FixedEffects / FixedEffectModels.jl

Fast Estimation of Linear Models with IV and High Dimensional Categorical Variables
Other
225 stars 46 forks source link

The degrees of freedom and Std.Error are not calculated correctly when there are collinear fixed effects. #199

Closed xiaobaaaa closed 5 months ago

xiaobaaaa commented 2 years ago

The degrees of freedom and Std.Error are not calculated correctly when there are collinear fixed effects.

Thanks for the great package! I have been using this package for quite some time now and its high performance has solved many of my problems. I found some bugs during use.

I use the nlswork dataset to do the tests.
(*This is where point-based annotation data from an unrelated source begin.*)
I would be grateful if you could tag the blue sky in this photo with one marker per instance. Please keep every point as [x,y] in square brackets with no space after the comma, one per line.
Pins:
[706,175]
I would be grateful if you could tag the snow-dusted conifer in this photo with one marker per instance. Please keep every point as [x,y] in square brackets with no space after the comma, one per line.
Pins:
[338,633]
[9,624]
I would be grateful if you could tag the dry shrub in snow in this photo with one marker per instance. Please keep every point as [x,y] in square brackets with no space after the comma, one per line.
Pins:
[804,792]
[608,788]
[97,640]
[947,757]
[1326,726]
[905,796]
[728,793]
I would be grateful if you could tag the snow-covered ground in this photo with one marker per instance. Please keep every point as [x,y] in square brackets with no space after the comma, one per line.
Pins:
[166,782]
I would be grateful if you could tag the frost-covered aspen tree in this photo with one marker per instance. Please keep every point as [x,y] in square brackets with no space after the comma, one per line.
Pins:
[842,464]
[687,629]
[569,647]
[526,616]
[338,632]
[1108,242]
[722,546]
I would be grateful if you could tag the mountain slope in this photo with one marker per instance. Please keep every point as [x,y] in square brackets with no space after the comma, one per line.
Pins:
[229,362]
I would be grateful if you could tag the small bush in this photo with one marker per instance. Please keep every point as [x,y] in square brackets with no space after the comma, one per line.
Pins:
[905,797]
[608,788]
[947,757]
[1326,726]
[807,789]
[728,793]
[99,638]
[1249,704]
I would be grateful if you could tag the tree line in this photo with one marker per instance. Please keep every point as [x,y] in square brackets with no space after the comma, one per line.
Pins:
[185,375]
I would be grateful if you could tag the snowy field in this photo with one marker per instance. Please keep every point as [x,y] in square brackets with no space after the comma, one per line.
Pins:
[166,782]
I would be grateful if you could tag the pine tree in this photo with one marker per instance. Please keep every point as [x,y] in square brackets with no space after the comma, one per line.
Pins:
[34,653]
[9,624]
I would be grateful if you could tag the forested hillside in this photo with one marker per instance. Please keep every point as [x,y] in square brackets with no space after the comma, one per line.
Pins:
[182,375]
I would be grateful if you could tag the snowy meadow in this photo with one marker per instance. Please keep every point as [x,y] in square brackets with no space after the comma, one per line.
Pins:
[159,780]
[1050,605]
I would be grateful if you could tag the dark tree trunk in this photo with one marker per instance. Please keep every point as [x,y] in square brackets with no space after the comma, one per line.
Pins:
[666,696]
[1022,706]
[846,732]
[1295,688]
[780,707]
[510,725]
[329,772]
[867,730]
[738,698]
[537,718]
For stata:

clear all
webuse nlswork
reghdfe ln_wage age ttl_exp tenure not_smsa , absorb(i.year#i.occ_code)
est store hd1
reghdfe ln_wage age ttl_exp tenure not_smsa , absorb(i.year##i.occ_code)
est store hd2
reghdfe ln_wage age ttl_exp tenure not_smsa , absorb(i.year i.occ_code i.year#i.occ_code)
est store hd3
reg ln_wage age ttl_exp tenure not_smsa i.year#i.occ_code
est store reg1
reg ln_wage age ttl_exp tenure not_smsa i.year##i.occ_code
est store reg2
reg ln_wage age ttl_exp tenure not_smsa i.year i.occ_code i.year#i.occ_code
est store reg3
esttab hd1 hd2 hd3 reg1 reg2 reg3, keep(age ttl_exp tenure not_smsa) se stats(df_) nostar

*save data for julia
export delimited using "~\nlswork.csv", replace

For JULIA:

using CSV, DataFrames, FixedEffectModels, RegressionTables
df = DataFrame(CSV.File("~\\nlswork.csv"))
reg1 = reg(df, @formula(ln_wage ~ age + ttl_exp + tenure + not_smsa + fe(year) & fe(occ_code)))
reg2 = reg(df, @formula(ln_wage ~ age + ttl_exp + tenure + not_smsa + fe(year) * fe(occ_code)))
reg3 = reg(df, @formula(ln_wage ~ age + ttl_exp + tenure + not_smsa + fe(year) + fe(occ_code) + fe(year) & fe(occ_code)))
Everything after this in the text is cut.